“This is unprecedented, not only in our democracy but also in the history of our country, that we will have a lockdown for 21 days to go out and wage war against an invisible enemy, coronavirus.”
Under the terms, food shops are allowed to stay open, but alcohol sales are banned – and Police Minister Bheki Cele urged South Africans to stay sober during the lockdown.
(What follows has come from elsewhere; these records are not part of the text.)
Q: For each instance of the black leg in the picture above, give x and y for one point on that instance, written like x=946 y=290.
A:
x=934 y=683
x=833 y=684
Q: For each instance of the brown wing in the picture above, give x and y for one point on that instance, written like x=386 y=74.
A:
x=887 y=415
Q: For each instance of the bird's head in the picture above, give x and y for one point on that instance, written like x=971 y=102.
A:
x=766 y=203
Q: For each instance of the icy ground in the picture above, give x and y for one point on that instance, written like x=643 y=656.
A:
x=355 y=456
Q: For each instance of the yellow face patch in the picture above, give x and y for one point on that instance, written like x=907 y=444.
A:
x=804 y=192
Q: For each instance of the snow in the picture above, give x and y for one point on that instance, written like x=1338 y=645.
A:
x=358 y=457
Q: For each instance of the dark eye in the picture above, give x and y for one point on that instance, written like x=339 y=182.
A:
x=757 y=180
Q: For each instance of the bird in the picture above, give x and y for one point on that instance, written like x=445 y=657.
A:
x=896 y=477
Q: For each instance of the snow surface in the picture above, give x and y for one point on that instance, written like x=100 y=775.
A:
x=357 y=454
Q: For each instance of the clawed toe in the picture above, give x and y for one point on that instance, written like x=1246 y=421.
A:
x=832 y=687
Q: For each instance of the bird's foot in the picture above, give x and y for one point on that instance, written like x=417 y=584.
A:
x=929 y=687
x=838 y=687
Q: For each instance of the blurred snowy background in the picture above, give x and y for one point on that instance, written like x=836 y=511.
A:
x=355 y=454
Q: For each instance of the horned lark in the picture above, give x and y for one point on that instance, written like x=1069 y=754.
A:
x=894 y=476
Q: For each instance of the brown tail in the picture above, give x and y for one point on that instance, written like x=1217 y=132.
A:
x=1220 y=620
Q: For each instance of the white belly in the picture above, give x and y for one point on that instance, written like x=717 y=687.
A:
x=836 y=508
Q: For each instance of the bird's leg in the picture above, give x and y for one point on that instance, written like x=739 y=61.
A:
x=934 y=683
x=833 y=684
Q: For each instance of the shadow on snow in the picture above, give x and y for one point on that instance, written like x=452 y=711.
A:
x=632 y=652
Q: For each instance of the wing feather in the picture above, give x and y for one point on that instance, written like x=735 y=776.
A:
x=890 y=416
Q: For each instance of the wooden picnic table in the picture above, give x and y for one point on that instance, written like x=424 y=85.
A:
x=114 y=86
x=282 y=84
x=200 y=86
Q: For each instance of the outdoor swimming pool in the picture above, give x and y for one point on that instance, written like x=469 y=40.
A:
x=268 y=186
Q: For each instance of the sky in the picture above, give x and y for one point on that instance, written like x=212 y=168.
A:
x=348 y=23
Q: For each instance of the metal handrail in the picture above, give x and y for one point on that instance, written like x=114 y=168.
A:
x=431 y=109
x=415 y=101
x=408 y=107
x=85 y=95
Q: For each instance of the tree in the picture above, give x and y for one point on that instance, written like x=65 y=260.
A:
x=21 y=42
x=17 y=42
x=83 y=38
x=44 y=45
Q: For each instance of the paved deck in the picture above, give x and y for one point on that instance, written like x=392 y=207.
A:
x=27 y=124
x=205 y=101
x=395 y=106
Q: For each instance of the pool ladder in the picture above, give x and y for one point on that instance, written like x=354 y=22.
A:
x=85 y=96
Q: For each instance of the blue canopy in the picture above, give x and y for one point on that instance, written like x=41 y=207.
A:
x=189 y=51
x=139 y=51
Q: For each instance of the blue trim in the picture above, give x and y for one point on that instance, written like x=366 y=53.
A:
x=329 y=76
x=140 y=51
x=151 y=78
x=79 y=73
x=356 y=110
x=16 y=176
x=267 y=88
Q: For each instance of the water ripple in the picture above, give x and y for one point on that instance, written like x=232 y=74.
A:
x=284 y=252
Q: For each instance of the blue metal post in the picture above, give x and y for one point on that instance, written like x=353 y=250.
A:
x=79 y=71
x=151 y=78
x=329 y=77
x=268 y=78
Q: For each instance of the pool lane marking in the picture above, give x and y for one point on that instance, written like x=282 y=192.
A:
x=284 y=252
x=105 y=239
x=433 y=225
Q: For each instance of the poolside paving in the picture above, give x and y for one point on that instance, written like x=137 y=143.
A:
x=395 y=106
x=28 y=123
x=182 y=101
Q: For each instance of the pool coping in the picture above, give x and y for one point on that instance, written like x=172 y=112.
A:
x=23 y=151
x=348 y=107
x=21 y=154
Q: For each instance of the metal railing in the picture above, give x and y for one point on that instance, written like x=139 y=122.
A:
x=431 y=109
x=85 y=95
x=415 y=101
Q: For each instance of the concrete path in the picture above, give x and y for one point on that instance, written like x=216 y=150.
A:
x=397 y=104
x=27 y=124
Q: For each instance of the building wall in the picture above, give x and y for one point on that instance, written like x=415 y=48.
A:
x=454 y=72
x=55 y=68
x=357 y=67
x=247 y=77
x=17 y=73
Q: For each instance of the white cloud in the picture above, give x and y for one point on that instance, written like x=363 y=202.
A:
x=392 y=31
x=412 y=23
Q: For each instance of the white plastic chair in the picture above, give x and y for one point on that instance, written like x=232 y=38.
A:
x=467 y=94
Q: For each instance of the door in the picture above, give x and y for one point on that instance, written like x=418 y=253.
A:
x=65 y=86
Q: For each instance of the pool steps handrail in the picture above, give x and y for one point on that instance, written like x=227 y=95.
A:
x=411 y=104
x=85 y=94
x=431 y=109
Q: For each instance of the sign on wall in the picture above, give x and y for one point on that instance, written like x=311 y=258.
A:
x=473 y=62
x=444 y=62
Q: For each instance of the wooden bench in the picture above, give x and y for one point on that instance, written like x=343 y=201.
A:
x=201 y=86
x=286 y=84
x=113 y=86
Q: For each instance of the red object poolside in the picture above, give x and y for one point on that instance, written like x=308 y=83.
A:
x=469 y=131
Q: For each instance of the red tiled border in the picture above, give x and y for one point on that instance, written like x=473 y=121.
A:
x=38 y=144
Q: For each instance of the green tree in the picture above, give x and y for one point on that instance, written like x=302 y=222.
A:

Jogging and dog walking are also prohibited.
On Friday morning, however, local media showed pictures of busy streets and queues outside supermarkets in the townships – where poverty and the volume of people make social distancing difficult.
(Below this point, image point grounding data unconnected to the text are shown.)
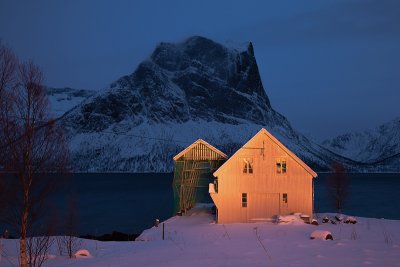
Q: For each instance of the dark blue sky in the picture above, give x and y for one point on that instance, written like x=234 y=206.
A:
x=329 y=66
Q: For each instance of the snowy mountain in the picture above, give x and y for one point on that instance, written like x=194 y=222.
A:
x=184 y=91
x=63 y=99
x=378 y=145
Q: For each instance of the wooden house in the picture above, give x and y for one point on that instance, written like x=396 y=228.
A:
x=193 y=169
x=261 y=180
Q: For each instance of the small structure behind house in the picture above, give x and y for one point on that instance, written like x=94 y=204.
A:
x=193 y=169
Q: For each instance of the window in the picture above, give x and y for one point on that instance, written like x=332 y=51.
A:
x=248 y=165
x=244 y=200
x=284 y=199
x=281 y=166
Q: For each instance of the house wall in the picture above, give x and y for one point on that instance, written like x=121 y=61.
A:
x=264 y=187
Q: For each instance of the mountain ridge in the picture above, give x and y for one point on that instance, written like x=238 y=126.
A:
x=184 y=91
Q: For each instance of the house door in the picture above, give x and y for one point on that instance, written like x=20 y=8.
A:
x=263 y=206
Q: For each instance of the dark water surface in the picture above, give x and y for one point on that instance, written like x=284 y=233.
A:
x=370 y=195
x=130 y=203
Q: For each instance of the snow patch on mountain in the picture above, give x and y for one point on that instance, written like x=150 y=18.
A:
x=63 y=99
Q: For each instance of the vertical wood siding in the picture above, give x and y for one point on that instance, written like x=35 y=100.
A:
x=264 y=186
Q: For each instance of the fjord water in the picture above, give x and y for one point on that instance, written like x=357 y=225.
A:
x=131 y=202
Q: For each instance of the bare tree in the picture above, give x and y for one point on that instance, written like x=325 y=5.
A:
x=338 y=186
x=32 y=146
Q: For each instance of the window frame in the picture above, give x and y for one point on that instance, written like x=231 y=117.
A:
x=248 y=166
x=285 y=199
x=281 y=166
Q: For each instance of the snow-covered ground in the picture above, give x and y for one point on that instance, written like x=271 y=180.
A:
x=195 y=240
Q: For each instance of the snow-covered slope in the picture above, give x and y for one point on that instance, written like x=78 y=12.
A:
x=63 y=99
x=381 y=144
x=184 y=91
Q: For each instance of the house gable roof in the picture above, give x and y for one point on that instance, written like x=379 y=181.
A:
x=200 y=141
x=277 y=142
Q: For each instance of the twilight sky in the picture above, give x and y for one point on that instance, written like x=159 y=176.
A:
x=329 y=66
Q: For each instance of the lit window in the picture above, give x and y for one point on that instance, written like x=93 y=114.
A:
x=281 y=166
x=284 y=198
x=247 y=166
x=244 y=200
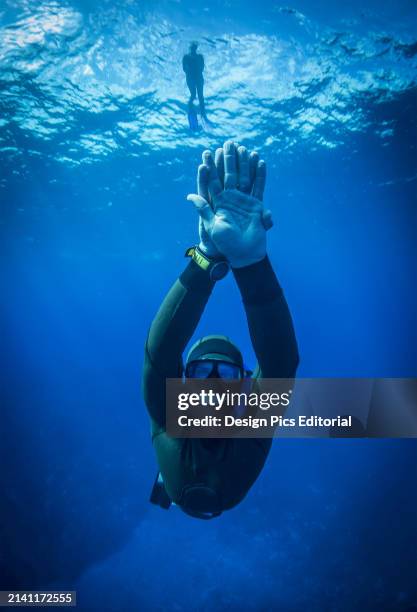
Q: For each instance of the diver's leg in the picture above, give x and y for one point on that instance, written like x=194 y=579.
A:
x=200 y=92
x=193 y=90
A day earlier, heavy traffic was reported on the main roads out of Johannesburg, despite a government appeal not to go on long journeys.
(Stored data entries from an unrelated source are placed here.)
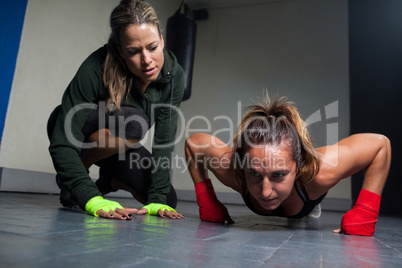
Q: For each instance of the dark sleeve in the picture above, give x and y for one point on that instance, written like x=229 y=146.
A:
x=164 y=138
x=66 y=138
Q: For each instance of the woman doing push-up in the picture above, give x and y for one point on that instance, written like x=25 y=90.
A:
x=274 y=166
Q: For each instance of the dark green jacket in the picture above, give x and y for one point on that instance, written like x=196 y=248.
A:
x=87 y=88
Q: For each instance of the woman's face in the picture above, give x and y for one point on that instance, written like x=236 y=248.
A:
x=141 y=47
x=270 y=174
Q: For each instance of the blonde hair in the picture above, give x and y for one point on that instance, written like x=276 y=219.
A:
x=116 y=76
x=273 y=122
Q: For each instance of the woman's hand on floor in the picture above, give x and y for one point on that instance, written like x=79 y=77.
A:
x=160 y=210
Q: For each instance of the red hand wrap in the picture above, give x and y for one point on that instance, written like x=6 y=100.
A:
x=362 y=218
x=210 y=207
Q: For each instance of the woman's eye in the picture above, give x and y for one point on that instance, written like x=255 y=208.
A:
x=254 y=173
x=278 y=176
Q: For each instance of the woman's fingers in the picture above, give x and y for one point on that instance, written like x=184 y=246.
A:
x=120 y=214
x=170 y=214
Thousands of people thronged bus stations aiming to escape the capital and stay with family in rural areas, raising fears that they could take the virus to older relatives who are retired in farms and villages.
The authorities have warned that anyone violating the rules faces six months’ imprisonment or a heavy fine.
“If people are not complying, they (the military) may be forced to take extraordinary measures,” Defence Minister Nosiviwe Mapisa-Nqakula warned.
South Africa has already closed schools and banned gatherings of more than 100 people.
Although Africa as a whole has not been hit as hard as other parts of the world by the virus, experts fear underfunded health services on the continent could be quickly overwhelmed by a sudden rise in cases.
In South Africa there are additional fears for people living with HIV – particularly the estimated 2.5 million in South Africa who are not taking anti-retroviral drugs.